Subiendo por Yarrow Road a las afueras del pueblo, Harry buscó la linterna en el bolsillo, la encendió y enfocó hacia delante. El círculo de luz captó la hierba plateada y helada y la arena que se extendía más allá en almohadas y valles desde el acantilado hasta el tejado de la casa de los Fitch. Un viento bajo soplaba del este, desde la oscura cinta del mar.

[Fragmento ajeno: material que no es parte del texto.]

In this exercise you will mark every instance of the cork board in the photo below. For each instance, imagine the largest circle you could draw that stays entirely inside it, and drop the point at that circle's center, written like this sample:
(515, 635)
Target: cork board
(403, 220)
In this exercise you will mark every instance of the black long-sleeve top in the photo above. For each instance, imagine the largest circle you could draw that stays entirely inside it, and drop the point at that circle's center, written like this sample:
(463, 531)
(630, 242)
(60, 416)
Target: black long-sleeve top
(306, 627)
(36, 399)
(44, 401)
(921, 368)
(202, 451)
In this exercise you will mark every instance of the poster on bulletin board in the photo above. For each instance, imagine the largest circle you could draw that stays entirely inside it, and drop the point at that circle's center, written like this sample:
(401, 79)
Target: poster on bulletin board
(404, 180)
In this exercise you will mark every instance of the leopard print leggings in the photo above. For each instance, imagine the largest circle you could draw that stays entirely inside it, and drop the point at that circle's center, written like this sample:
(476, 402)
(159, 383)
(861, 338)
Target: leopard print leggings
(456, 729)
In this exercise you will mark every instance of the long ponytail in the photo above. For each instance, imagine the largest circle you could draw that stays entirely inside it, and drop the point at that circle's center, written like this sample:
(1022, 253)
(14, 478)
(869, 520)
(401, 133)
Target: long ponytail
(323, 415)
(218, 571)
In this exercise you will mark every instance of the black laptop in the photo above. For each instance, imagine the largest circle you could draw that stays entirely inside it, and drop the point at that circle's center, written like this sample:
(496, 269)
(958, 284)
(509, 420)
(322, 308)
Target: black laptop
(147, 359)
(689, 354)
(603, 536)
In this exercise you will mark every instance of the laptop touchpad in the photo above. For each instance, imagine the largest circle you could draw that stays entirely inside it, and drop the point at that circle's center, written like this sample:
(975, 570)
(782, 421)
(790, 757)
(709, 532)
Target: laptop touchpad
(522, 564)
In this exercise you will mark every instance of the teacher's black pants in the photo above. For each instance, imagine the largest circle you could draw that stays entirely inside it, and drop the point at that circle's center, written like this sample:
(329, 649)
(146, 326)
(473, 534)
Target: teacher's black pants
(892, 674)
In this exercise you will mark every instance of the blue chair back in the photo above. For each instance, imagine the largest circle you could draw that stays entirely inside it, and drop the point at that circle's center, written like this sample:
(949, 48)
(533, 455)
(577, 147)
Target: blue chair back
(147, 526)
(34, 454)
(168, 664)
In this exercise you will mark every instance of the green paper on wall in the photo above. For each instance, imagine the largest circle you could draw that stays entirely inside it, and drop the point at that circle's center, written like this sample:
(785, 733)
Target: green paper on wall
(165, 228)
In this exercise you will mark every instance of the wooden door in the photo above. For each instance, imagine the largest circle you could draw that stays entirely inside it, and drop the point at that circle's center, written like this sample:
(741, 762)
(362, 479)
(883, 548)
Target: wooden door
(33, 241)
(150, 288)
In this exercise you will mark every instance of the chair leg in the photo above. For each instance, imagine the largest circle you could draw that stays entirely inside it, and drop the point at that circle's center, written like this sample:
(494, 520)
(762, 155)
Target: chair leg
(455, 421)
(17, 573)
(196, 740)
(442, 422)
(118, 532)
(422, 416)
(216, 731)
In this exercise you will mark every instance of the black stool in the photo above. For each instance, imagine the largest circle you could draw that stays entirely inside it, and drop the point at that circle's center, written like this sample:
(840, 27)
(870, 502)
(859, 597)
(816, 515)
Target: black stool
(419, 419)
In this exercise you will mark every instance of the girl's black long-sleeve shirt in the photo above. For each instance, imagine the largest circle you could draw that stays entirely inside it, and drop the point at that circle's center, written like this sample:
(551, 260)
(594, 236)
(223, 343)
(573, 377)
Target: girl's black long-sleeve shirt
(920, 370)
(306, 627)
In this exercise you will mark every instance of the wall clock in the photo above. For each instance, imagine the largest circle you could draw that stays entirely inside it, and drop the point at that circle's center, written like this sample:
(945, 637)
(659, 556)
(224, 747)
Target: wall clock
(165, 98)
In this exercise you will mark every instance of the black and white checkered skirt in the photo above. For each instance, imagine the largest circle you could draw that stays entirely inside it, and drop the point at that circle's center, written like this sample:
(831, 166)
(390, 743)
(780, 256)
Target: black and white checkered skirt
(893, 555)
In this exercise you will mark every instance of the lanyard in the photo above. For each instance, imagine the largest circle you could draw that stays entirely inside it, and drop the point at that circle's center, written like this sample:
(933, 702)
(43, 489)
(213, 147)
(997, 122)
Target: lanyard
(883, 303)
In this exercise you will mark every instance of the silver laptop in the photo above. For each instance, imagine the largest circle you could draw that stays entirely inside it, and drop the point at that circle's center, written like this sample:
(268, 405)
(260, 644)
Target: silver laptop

—Oye. —Harry se aclaró la garganta. Ella le miró—. Me gustaría ir a tu casa esta noche.

—Claro —dijo ella con el corazón desbocado.

—Y quedarme.

Ella le observó un momento y después sonrió.

—Claro —repitió.

Cuando llegaron a la casita, Iris simplemente cruzó la puerta y se quedó en el centro de la habitación; Harry le puso una mano sobre cada brazo, la llevó hasta el sillón y la hizo sentar. Iris le miró desde abajo.

Él se inclinó hacia delante y tocó la mejilla de Iris. Ella cerró los ojos y sintió que los labios de Harry rozaban los suyos y después se apartaban, y cuando Iris abrió los ojos para ver adónde había ido ese toque, Harry estaba de pie frente a ella, con la cara muy cerca, estudiándola, e Iris sonrió y cerró los ojos otra vez y sintió que esos labios volvían, esta vez más firmes, con la intención de quedarse. Echó la cabeza hacia atrás, contra la pared y Harry apretó más fuerte, la boca cálida jugando con los labios de Iris, hasta que ella los abrió, jadeante, moviendo los labios por la boca de Iris, viajando y besando los huecos y las cuevas de su cuello, después la cordillera de la mandíbula de Iris y otra vez su boca. Iris no abrió los ojos, siguiendo el rastro con el pulso.

Harry la levantó del sillón.

—Vamos a echarnos.

La guió suavemente al dormitorio y, todavía sujetándole la mano, manteniéndola cerca, encendió la luz sobre la cómoda. Entonces se sentó a los pies de la cama y tiró de ella para que se sentara a su lado. Estuvieron así un minuto, sentados uno al lado del otro. Él se inclinó, se desató la bota derecha y se la quitó. Después la izquierda. Después los calcetines, que dejó sobre las botas. Ella se quedó quieta a su lado. Allí estaba él, descalzo a su lado. Harry se volvió y la miró.

—¿Qué hago? —preguntó Iris.

—Me gustaría verte —contestó él.

Lentamente, Iris se quitó el jersey y se desabrochó la blusa, sentada, muy recta, al lado de él, que le puso una mano sobre el triángulo de piel por encima del sostén. El corazón de Iris dio un vuelco con el contacto de la mano. Poco a poco se echaron y empezaron a besarse otra vez, y las manos de él se pasearon. Subieron por la falda y bajaron por sus piernas y lentamente sobre los pechos cubiertos de algodón, tocando y acariciando. Ella acabó de desabrocharse la blusa para que esa boca pudiera encontrarla. Quería piel y el pantanal suave del cuerpo de ese hombre contra el suyo, quería que aquella boca ascendiera y deambulara, quería aquella boca por todas partes de ella. Y aquella boca se movió sobre ella, se movió por toda ella como si la poseyera, tomó y acechó, como si la conociera y supiera dónde se escondía, siempre. Y ella cerró los ojos y sintió lo que significaba ser abrazada y tocada, y al cabo de un rato ella se levantó suavemente, se puso de pie a los pies de la cama y se desabrochó el sostén y lo dejó caer al suelo, y se desabrochó la falda y se la quitó, y se bajó las bragas y se enrolló las medias hasta los tobillos. Él se puso de pie y desabrochó y quitó y se deshizo de la ropa y después volvieron a estar en la cama y ella sintió que se apretaba contra ella, se apretaba, y entonces él bajó la mano para guiarse dentro de ella.

—Oh —exclamó Iris y él paró.

El desgarro había sido rápido y agudo, pero ahora sentía el calor denso de él latiendo dentro de ella.

—No pasa nada —dijo ella, mirándolo a la cara, y con un pequeño gemido él empujó un poco más.

Iris cerró los ojos, sintiéndolo, cómo entraba un poco más y después un poco más, y al final todo. Y la sorpresa de tenerlo dentro, duro duro, todo dentro. Se sintió envolviéndolo, abrazándolo. Y entonces, empezó a moverse dentro. Dentro de ella.

Aquella noche, casi dormido, Harry puso su mano, fuerte y cálida, entre los pechos de Iris, sobre el hueso. Y ella sonrió. La pesadez, el peso de él en el centro de su pecho, en su pecho, descansando allí, manteniéndola en la cama, manteniéndola allí. Nunca se le habría ocurrido que estuviera buscando una correa. Había creído que era la que ponía las cosas en marcha, la que ponía las cosas en su camino, pero allí estaba ella, por primera vez, entregada.